Nevertheless, some pupils find it difficult to apply their phonics skills in their reading and writing. This is because they do not get enough time to practise what they have been taught.

Children achieve well in the early years.

The learning environment is well organised and resourced. Children are well cared for and feel safe. They make friends and enjoy their learning.

Staff take every opportunity to develop children's early mathematical and language skills in fun activities.

Leaders make sure that pupils with special educational needs and/or disabilities (SEND) are well supported. Teachers plan clear learning steps so that these pupils have what they need to learn.

Parents of pupils with SEND talk about how happy their children are and how well they achieve.

The wide range of activities on offer after school contribute well towards pupils' personal development. Pupils go on many trips and staff arrange for visitors to come to the school to bring learning to life.

Pupils have the opportunity to take part in sports tournaments. They enjoy representing the school in competitions.


The arrangements for safeguarding are effective.

Leaders make sure that keeping children safe is a priority across the school. All staff and governors receive regular training and updates on safeguarding. This helps them to carry out their roles effectively.

Staff know pupils and their families well.They act quickly if they think a pupil may be at risk. Arrangements for safeguarding are checked by the school's safeguarding governor.

Leaders enjoy effective relationships with other professionals. They make sure that that vulnerable pupils and their families get the help that they need. Pupils spoken with during the inspection know how to stay safe when they are online.

What does the school need to do to improve?

(Information for the school and appropriate authority)

The learning environment in some classrooms does not promote a love of reading. Leaders need to make sure that reading is given an even higher profile across the school. This will help to encourage pupils to take more of an interest in becoming avid readers.

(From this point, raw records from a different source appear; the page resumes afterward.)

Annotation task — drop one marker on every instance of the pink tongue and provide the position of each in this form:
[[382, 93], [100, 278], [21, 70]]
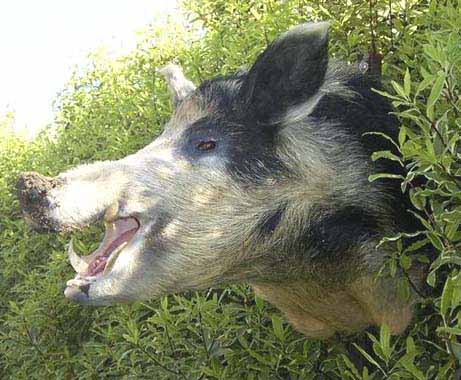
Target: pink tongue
[[117, 233]]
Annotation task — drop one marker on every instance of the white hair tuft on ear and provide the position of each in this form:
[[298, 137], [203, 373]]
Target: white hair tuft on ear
[[178, 84]]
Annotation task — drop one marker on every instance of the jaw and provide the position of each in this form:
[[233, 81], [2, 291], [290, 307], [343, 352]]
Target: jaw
[[98, 270]]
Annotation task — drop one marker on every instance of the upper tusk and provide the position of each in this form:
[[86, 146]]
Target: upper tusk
[[76, 261]]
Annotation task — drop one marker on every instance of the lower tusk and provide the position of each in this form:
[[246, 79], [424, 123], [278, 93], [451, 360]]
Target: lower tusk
[[113, 256], [76, 261]]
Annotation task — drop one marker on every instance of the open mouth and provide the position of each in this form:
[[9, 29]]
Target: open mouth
[[90, 268]]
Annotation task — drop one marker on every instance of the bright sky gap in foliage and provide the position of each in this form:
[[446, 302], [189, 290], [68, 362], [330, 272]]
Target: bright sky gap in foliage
[[42, 41]]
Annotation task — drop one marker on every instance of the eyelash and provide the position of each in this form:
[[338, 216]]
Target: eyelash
[[206, 146]]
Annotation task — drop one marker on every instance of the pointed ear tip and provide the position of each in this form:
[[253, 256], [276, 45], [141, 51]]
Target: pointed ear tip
[[321, 28], [168, 69]]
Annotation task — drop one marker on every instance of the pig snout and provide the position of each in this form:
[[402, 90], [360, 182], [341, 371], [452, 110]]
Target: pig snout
[[33, 190]]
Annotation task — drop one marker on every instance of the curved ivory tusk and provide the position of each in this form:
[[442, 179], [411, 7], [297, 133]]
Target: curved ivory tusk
[[76, 261]]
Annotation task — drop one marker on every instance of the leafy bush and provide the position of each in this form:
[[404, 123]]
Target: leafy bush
[[113, 107]]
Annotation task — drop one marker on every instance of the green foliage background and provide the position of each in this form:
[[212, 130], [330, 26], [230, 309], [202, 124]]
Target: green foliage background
[[113, 107]]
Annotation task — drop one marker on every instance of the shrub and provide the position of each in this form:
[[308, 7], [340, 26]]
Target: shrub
[[113, 107]]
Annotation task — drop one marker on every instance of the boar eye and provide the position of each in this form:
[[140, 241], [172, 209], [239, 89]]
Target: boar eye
[[206, 146]]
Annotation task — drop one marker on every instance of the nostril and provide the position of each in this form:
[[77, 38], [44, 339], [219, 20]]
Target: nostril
[[35, 194], [33, 188]]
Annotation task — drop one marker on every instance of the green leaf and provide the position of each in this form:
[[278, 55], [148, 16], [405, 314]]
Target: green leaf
[[434, 95], [399, 89], [445, 301], [387, 154], [407, 83], [277, 327]]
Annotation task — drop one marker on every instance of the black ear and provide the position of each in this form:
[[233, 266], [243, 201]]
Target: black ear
[[288, 72]]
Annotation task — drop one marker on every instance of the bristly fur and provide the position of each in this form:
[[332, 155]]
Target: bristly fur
[[259, 177]]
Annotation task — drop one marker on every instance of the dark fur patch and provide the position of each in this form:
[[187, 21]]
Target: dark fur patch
[[370, 112], [332, 233]]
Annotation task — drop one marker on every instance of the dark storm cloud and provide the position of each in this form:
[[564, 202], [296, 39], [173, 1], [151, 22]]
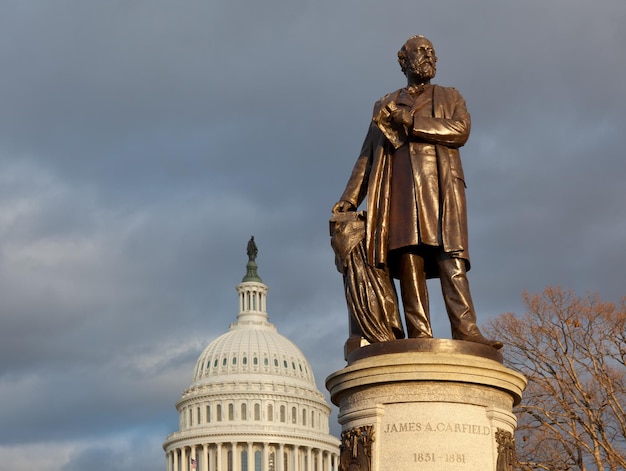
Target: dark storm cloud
[[142, 143]]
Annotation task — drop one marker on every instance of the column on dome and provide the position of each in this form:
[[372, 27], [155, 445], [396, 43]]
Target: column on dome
[[295, 458], [250, 457], [184, 460], [264, 461], [279, 459], [236, 457], [205, 458]]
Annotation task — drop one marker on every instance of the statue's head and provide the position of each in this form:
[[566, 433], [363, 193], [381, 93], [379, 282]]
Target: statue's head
[[417, 58]]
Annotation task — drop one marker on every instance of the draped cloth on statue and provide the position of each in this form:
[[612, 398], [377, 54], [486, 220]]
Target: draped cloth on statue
[[370, 293]]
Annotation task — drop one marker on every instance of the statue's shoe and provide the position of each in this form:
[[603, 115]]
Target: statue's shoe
[[484, 341]]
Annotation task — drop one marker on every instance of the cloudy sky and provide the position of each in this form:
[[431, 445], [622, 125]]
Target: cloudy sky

. Pupils have insufficient time in lessons to apply and practise their phonics skills. As a result, pupils' achievement in phonics has shown little improvement over time.

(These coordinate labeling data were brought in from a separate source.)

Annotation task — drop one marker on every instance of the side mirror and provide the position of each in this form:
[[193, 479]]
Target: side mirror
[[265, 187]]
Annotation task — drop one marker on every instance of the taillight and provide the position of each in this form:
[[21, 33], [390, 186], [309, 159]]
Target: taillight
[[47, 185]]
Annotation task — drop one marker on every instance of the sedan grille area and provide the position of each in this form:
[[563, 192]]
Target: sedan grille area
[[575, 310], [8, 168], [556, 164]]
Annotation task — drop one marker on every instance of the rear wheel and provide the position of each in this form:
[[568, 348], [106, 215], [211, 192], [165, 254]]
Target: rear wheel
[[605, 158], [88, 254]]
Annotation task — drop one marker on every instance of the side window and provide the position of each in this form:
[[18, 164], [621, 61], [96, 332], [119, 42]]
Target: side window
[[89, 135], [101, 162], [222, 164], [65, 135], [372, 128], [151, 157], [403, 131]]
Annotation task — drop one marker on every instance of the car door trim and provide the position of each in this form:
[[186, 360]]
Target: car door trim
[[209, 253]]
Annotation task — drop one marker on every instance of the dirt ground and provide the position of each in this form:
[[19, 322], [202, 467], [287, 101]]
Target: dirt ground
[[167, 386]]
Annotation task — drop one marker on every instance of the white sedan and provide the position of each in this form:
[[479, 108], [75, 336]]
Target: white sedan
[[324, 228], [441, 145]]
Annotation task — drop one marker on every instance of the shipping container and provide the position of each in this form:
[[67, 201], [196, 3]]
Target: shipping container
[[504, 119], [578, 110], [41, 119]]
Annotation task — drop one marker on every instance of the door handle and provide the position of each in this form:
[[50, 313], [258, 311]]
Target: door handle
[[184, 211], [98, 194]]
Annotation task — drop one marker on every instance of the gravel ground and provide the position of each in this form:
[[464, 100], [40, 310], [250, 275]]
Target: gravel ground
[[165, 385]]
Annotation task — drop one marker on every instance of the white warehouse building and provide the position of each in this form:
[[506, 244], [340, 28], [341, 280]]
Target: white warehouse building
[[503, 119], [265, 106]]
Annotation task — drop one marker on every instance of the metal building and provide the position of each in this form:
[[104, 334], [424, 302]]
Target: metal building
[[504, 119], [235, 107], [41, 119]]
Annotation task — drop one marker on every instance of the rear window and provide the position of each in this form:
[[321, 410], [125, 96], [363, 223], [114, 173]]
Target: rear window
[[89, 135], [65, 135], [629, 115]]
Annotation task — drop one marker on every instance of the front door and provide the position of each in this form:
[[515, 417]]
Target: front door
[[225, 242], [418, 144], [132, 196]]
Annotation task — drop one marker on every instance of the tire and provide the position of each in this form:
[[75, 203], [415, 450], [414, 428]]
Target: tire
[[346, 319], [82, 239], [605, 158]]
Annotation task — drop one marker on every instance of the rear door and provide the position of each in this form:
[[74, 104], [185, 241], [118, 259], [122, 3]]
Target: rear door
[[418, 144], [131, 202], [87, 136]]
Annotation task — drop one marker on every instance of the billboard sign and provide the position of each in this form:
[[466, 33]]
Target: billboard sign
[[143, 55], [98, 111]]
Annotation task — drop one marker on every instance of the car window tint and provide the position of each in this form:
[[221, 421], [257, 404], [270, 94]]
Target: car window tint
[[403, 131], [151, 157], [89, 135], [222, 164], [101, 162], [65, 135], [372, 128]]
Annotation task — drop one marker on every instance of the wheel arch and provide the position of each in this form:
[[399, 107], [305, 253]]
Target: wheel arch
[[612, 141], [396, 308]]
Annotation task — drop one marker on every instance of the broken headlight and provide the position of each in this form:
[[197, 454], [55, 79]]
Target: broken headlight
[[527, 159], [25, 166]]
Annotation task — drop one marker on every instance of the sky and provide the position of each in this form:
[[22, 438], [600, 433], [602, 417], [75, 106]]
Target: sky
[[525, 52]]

Leaders should ensure that teachers provide more opportunities for pupils to use their phonics skills so that more pupils master the skills of early reading. . The curriculum is well planned for most subjects.

However, in some subjects, such as geography and science, pupils' learning is not as well sequenced. This means that pupils struggle to remember what they have previously learned. Leaders should further develop curriculum plans in these subjects so that pupils know and remember more across the curriculum.